In 1997, San Francisco became the first jurisdiction in the country to require employers with city contracts to offer equal benefits to their employees’ domestic partners. Since then, five other localities have followed suit: Los Angeles; Seattle; Berkeley, Calif.; San Mateo County, Calif.; and Tumwater, Wash. All but one of the local laws apply to all spousal benefits offered by employers, including bereavement leave, family and medical leave, health insurance benefits, membership discounts and relocation benefits. San Mateo County’s ordinance, which went into effect July 1, 2001, excludes pension and retirement benefits. At the time of the law’s enactment in 1997, roughly 200 companies were estimated to have provided domestic partner benefits nationwide. Today, the number stands at nearly 6,000 companies, of which 4,000 — roughly two-thirds — do business with the City and County of San Francisco.

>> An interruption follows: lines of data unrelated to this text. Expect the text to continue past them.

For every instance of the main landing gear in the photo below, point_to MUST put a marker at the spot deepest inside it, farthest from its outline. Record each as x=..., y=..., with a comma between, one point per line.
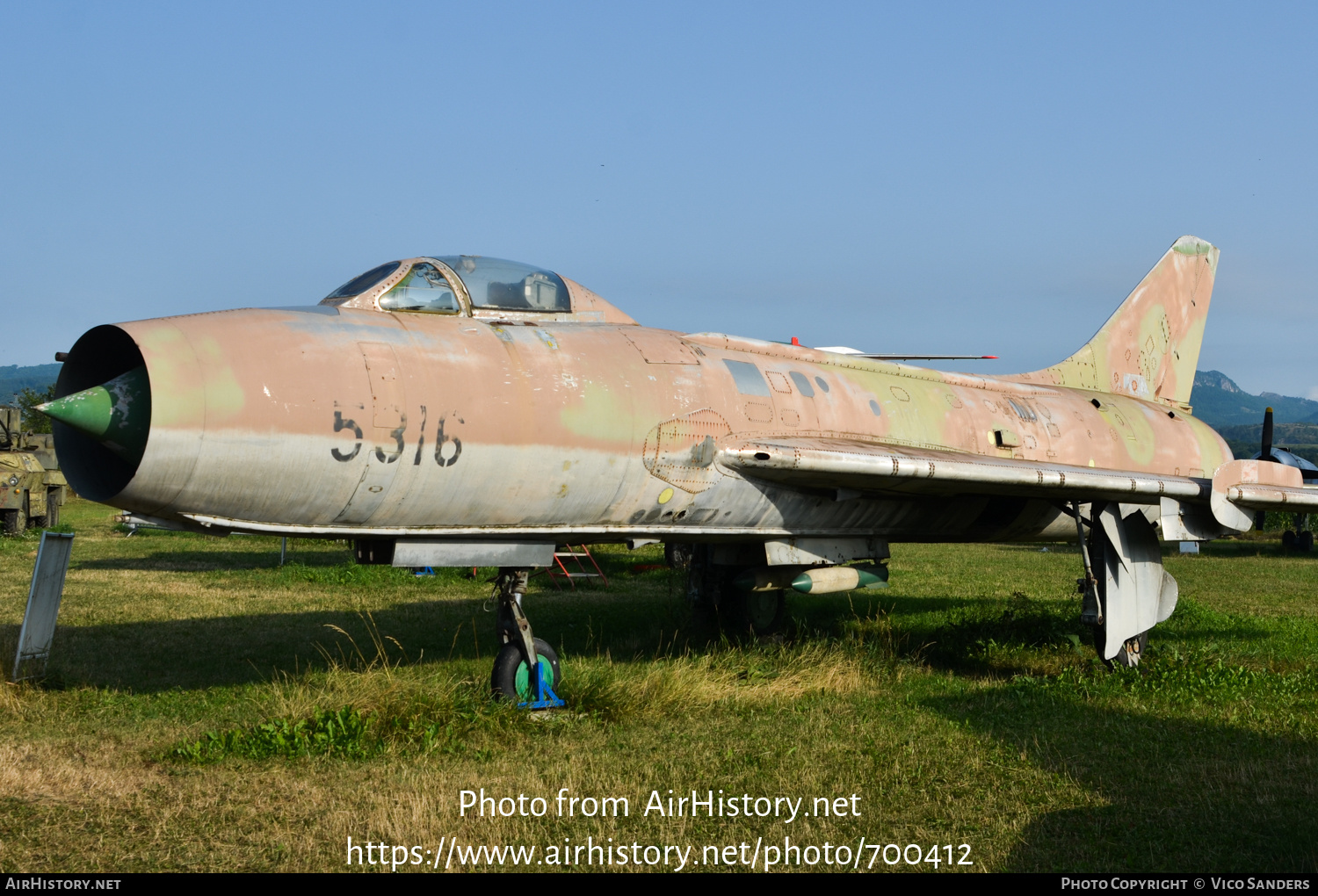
x=1104, y=584
x=526, y=668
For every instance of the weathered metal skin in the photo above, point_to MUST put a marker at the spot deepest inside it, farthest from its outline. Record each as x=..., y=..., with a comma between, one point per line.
x=360, y=422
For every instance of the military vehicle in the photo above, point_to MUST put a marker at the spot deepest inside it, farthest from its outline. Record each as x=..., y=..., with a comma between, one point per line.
x=459, y=411
x=32, y=488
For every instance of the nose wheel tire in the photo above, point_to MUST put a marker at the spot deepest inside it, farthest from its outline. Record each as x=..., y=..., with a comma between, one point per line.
x=511, y=677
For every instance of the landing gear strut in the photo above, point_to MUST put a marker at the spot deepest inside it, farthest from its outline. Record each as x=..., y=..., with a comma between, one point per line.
x=711, y=590
x=526, y=668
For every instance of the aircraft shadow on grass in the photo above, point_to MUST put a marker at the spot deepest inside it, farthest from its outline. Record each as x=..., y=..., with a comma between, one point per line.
x=1180, y=795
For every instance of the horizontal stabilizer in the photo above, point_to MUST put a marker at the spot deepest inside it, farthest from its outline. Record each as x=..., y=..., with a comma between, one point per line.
x=1259, y=485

“This is the last nail in the coffin of the religious right’s challenge to San Francisco’s ground-breaking Equal Benefits Ordinance,” said Chief Deputy City Attorney Therese Stewart, who argued the City’s case before the federal appeals court in San Francisco last December. “San Francisco’s measure has had a huge ripple effect nationally by encouraging large corporations and health insurance companies to provide benefits for domestic partners.”